On some of these matters additional information is provided by the acts of the privy council, which henceforth attain increasing importance as a source for constitutional history. Under no. 70 will be found a variety of excerpts: a few chosen, as just remarked, because they supplement the parliament rolls; others because they are typical of the council's daily work, administrative or judicial. And a comparison of the entries under nos. 70 and 71 will quickly show how vague and fluctuating was as yet the distinction between justice in council and justice in chancery. The technicalities of equitable procedure, like those of the common law, must here be passed over; nevertheless, several cases are presented as instances of appeal to the chancellor's conscience when no remedy could be had in the ordinary courts, and of the discretionary authority retained by the king in council the basis of an enhanced star chamber jurisdiction under the Tudors.
Concluding this section are a number of documents concerning the boroughs. A few excerpts from the Liber Albus, in default of a better source, reveal the growing complexity of the London government. Henry VI's charter to Nottingham is typical of the formal acts of incorporation then being secured by the greater towns. The Leicester ordinances are homely examples of municipal by-laws. The indentures for the parliament of 1437 illustrate the varieties of electoral processes that prevailed in England until the Reform Act of 1832. Although an indefinite amount of other such material could be assembled, it would include little that was fundamentally new. In the history of English municipal institutions the formative period is the twelfth, rather than the fifteenth century. And the maturing of the local administrative system in other respects can well be left for more vivid portrayal in connection with the reorganization of the Tudors.

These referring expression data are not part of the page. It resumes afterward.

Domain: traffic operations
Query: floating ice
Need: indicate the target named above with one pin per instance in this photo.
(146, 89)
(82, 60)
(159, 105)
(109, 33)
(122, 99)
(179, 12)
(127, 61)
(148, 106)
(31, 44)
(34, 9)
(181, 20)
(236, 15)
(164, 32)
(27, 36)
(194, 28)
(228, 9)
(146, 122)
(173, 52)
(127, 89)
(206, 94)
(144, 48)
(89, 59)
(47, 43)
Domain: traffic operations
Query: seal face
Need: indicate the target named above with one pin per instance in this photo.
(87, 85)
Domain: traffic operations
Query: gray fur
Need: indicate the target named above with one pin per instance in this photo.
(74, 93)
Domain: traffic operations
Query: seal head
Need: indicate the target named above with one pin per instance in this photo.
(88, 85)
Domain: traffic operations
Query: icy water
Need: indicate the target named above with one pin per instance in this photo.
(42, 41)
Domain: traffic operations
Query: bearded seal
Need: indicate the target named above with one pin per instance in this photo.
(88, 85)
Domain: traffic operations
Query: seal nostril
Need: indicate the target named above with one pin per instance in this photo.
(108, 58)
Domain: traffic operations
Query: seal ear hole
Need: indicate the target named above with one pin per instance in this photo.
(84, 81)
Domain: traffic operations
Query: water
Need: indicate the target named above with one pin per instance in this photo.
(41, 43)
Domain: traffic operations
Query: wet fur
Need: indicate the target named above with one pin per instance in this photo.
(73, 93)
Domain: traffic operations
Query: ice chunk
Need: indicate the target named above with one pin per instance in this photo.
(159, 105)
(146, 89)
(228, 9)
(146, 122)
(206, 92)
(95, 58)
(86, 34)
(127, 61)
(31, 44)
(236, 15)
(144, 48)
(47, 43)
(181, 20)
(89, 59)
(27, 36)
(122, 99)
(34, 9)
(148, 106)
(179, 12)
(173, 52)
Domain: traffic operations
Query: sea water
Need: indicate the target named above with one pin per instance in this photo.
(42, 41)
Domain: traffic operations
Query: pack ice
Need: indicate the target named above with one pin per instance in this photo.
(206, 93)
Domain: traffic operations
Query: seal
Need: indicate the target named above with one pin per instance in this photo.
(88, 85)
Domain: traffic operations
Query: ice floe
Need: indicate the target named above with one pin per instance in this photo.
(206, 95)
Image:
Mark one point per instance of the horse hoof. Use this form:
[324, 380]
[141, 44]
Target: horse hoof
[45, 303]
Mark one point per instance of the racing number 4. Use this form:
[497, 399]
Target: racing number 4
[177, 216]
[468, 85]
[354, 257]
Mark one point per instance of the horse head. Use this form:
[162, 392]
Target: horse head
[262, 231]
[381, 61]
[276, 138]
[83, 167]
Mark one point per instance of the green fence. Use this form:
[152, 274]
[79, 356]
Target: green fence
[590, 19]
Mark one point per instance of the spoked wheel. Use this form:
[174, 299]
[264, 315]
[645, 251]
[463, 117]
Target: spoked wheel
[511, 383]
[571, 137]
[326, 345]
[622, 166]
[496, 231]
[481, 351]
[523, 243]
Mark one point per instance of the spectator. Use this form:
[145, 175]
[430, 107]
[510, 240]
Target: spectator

The list of authorities cited for the preceding section may likewise be taken for the present one, with the addition of several works that deal specifically with fifteenth-century institutions: F. B. Chrimes, English Constitutional Ideas in the Fifteenth Century; T. F. T. Plucknett, "The Lancastrian Constitution," in Tudor Studies; and numerous special articles, some of which, as usual, are referred to in footnotes. Lastly, attention should be called to the contemporary account of the English constitution, or what the author thought it should be, in Sir John Fortescue's Governance of England (ed. Plummer) one of the many famous books which the present collection is, for lack of available space, forced to neglect.